Slippers are the preferred footwear for retirees like myself who don’t have to don dress shoes for work or sneakers for playing sports at which I was always terrible and that would induce cardiac arrest if I played them now. These items cost an arm and a leg, which isn’t too practical since I’d need the former to pay for them and the latter to wear them.
But slippers are cheap and cozy for lying around the house or padding to the refrigerator for beer. They can even be worn to throw out the garbage or pick up take-out pizza.
“You need a new pair,” said my wife, Sue, pointing out that my slippers not only had gaping holes in the toes but smelled bad enough to asphyxiate a camel.
So we drove to a store that specializes in biped impedimenta.
“I’m looking for slippers,” I told a sales associate named Doris.
“They’re right next to you,” she said pleasantly, indicating a shelf full of them.
I pulled out a box of slippers in my size and asked if I could try them on.
“Of course,” Doris said.
“On my bare feet?” I wondered.
“We have little stockings you can wear,” said Doris.
“Maybe they’ll bring out my feminine side,” I said.
“We also have high heels,” Doris informed me.
“They’d be dangerous after a couple of beers,” I noted.
I sat on a bench, took off my socks and yanked on the little stockings, but I couldn’t cram my right foot into the corresponding slipper.
“The size must be wrong,” I grumbled.
Sue sighed and said, “Take the paper ball out of the front.”
“Sorry,” I said sheepishly. “I don’t go shopping too often.”
“Now you know why I go by myself,” said Sue, who noticed that the slippers, which fit fine, were different colors.
“One’s light and one’s dark,” Doris agreed. “Try another pair and see if they match.”
I grabbed a box containing only one slipper.
“It’s for my left foot,” I said. “I have two left feet, which is why I’m not on ‘Dancing With the Stars.’ ”
Doris handed me another box, which contained two slippers, and said, “Try these.”
I slipped them on and said, “They fit like gloves.”
“Please,” Sue begged, anticipating my next comment, “don’t say anything else.”
Instead, I extolled the virtue of slippers for the geezer set and said I sometimes run errands in them.
“Why not?” Doris said. “Nobody looks at your feet anyway.”
“Even my wife doesn’t like to look at my feet,” I said.
Sue politely did not disagree.
When I told Doris I’m retired, she said, “I retired from my job in social services eight years ago. This,” she added, referring to her part-time gig at the store, “is my casino money.”

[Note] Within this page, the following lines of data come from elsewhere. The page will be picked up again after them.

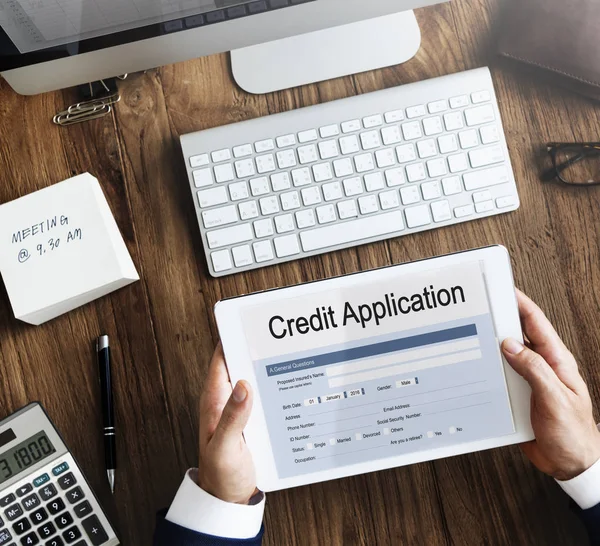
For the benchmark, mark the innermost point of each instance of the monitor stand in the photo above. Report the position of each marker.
(327, 54)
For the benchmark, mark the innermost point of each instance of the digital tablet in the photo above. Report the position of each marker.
(378, 369)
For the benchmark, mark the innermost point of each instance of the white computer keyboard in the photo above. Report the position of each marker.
(363, 169)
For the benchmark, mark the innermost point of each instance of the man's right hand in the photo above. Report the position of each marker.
(567, 440)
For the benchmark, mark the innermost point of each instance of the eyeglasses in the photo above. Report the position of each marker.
(574, 164)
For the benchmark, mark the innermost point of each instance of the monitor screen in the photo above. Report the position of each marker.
(33, 31)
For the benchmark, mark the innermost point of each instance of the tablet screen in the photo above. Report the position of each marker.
(383, 369)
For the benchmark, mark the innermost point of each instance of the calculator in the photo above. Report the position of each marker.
(44, 497)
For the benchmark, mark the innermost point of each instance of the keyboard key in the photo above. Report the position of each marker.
(263, 251)
(286, 140)
(308, 136)
(326, 214)
(41, 480)
(264, 146)
(72, 534)
(238, 191)
(286, 246)
(64, 520)
(351, 126)
(459, 102)
(284, 223)
(368, 204)
(5, 536)
(415, 111)
(206, 198)
(329, 131)
(195, 162)
(417, 216)
(349, 145)
(55, 506)
(242, 151)
(352, 231)
(480, 115)
(75, 495)
(21, 526)
(462, 212)
(22, 491)
(242, 257)
(269, 205)
(221, 155)
(305, 218)
(245, 168)
(347, 209)
(308, 154)
(389, 200)
(94, 530)
(221, 260)
(203, 178)
(219, 217)
(486, 157)
(13, 512)
(30, 540)
(46, 530)
(224, 173)
(248, 210)
(372, 121)
(6, 500)
(229, 236)
(507, 201)
(437, 106)
(441, 211)
(38, 516)
(395, 116)
(481, 96)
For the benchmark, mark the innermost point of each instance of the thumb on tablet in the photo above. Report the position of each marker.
(235, 414)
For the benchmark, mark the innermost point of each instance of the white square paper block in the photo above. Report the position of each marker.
(60, 248)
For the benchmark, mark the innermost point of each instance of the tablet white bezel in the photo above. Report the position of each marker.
(495, 263)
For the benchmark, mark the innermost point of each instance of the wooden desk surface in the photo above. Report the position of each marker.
(163, 330)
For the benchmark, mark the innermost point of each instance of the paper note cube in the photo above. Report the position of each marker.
(60, 248)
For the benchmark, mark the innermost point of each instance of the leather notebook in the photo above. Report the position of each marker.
(558, 37)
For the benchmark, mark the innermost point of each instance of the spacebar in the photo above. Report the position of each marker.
(350, 232)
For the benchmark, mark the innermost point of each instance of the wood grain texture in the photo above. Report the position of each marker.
(163, 330)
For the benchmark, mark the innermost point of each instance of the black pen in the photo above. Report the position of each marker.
(108, 413)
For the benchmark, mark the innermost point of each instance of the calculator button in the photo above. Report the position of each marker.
(5, 501)
(5, 536)
(41, 480)
(75, 495)
(63, 520)
(61, 468)
(83, 509)
(68, 480)
(46, 530)
(72, 534)
(31, 502)
(38, 516)
(56, 506)
(30, 540)
(94, 530)
(48, 492)
(21, 526)
(13, 512)
(24, 490)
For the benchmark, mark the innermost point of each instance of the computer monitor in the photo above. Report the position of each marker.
(53, 44)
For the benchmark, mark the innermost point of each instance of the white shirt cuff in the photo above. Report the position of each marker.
(197, 510)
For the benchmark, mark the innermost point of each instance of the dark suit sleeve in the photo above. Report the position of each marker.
(169, 534)
(591, 520)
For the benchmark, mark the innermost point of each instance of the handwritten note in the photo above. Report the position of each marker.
(60, 248)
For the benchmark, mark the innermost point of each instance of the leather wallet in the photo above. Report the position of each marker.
(558, 37)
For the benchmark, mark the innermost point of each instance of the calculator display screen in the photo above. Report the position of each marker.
(26, 454)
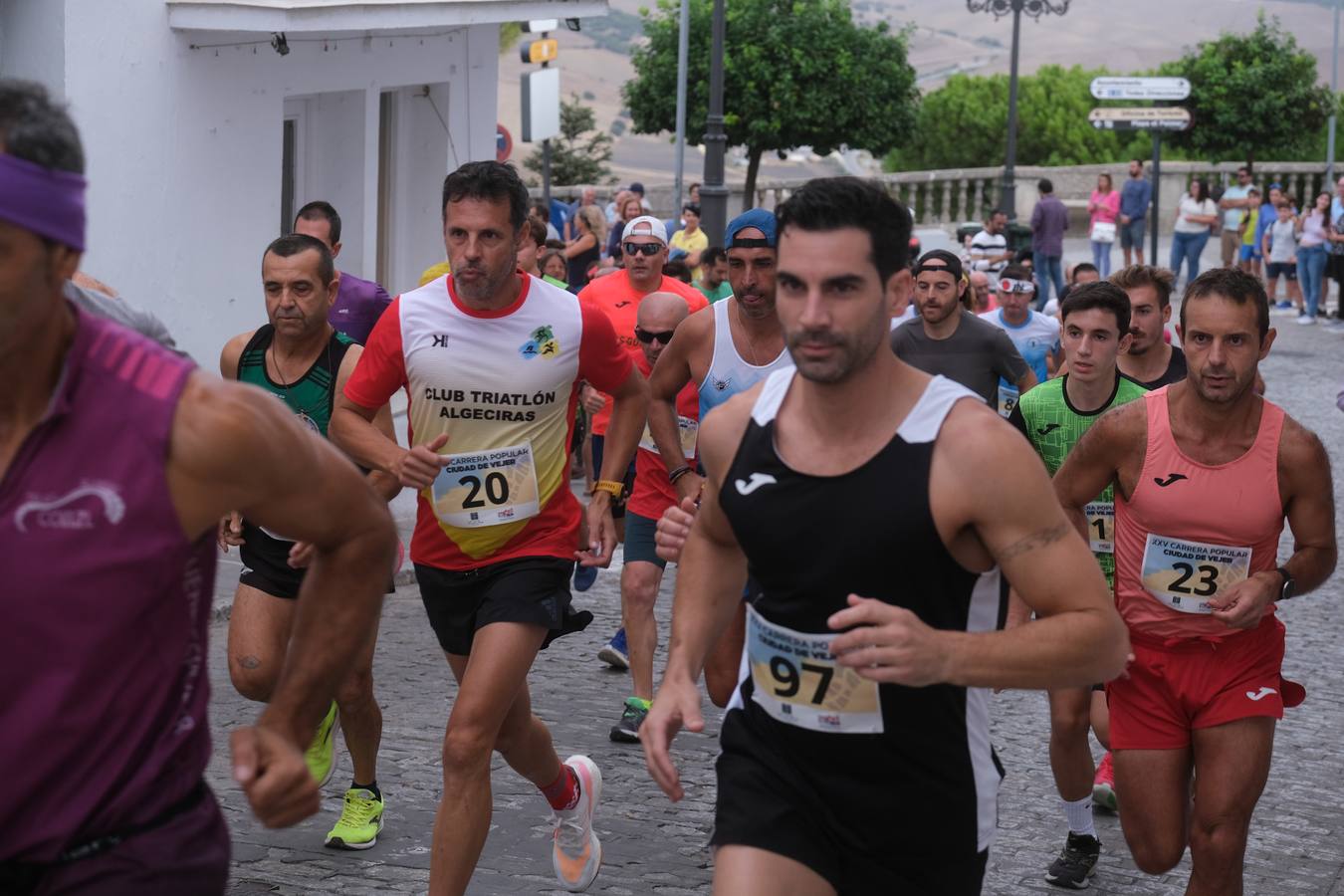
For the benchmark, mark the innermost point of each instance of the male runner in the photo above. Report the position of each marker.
(951, 341)
(859, 708)
(1052, 416)
(641, 573)
(722, 352)
(117, 461)
(1149, 360)
(492, 360)
(300, 358)
(1205, 473)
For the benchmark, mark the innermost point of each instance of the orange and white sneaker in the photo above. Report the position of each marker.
(576, 852)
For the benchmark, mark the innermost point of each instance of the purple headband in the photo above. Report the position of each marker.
(49, 203)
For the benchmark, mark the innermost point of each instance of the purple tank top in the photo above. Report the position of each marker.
(105, 604)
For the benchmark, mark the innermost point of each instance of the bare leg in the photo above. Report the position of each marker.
(640, 583)
(1232, 768)
(746, 871)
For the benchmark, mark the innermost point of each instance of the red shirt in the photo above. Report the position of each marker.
(503, 385)
(652, 492)
(621, 301)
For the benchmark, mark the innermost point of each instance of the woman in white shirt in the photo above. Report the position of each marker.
(1195, 215)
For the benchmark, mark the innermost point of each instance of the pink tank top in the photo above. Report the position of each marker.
(105, 604)
(1191, 530)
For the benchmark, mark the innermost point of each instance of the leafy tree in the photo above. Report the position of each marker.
(579, 153)
(1252, 96)
(797, 73)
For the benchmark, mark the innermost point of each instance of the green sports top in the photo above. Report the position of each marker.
(310, 396)
(1054, 426)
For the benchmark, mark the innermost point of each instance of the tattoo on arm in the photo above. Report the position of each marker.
(1033, 542)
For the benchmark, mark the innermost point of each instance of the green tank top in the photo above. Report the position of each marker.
(310, 396)
(1054, 426)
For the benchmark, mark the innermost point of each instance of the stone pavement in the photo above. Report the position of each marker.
(652, 846)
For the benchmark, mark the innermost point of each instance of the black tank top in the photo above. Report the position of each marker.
(809, 542)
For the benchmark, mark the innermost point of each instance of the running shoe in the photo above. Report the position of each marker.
(1104, 784)
(1077, 862)
(360, 821)
(322, 754)
(583, 577)
(628, 729)
(575, 850)
(617, 652)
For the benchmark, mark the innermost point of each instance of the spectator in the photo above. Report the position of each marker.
(1195, 218)
(714, 281)
(584, 250)
(990, 247)
(1135, 198)
(1281, 256)
(1048, 222)
(1250, 253)
(1104, 210)
(1233, 203)
(1313, 234)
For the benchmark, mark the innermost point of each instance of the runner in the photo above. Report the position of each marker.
(496, 523)
(1198, 577)
(641, 573)
(117, 461)
(1149, 360)
(302, 358)
(1052, 416)
(722, 352)
(829, 731)
(644, 245)
(947, 340)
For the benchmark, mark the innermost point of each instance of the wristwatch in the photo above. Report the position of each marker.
(1289, 584)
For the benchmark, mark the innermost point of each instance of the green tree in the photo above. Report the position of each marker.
(579, 153)
(798, 73)
(1252, 96)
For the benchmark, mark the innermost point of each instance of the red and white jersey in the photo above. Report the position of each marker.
(503, 385)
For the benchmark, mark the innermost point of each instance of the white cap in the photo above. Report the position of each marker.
(647, 226)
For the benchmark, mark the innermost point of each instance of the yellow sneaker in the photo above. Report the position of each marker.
(322, 754)
(359, 823)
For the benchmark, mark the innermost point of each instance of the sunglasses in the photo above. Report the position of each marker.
(645, 336)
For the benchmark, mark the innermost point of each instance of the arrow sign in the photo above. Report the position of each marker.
(1140, 88)
(1140, 118)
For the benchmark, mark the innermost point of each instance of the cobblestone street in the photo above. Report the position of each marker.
(652, 846)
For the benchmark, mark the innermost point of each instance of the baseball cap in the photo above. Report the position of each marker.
(647, 226)
(759, 218)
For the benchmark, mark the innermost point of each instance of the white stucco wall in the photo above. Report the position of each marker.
(184, 148)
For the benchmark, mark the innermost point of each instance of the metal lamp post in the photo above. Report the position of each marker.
(999, 8)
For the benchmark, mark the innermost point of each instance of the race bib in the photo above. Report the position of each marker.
(487, 488)
(1101, 527)
(798, 683)
(1186, 573)
(1007, 399)
(688, 429)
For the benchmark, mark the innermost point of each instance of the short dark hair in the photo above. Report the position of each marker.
(1101, 295)
(38, 129)
(292, 245)
(1162, 280)
(322, 211)
(833, 203)
(488, 180)
(1233, 285)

Doris said she’s 69 and has “three children, five grandchildren and, I think, four great-grandchildren.”
“Is your husband retired?” I asked.
“No, I got myself a young dude,” said Doris, who is 20 years older.
“When he gets to be my age,” I said, noting that I’m 66, “he’ll come to appreciate slippers.”
I chose the last pair I tried on and thanked Doris for her help.
“Now I can throw out my smelly old ones,” I told her. “And when I get take-out pizza, I’ll go in style.”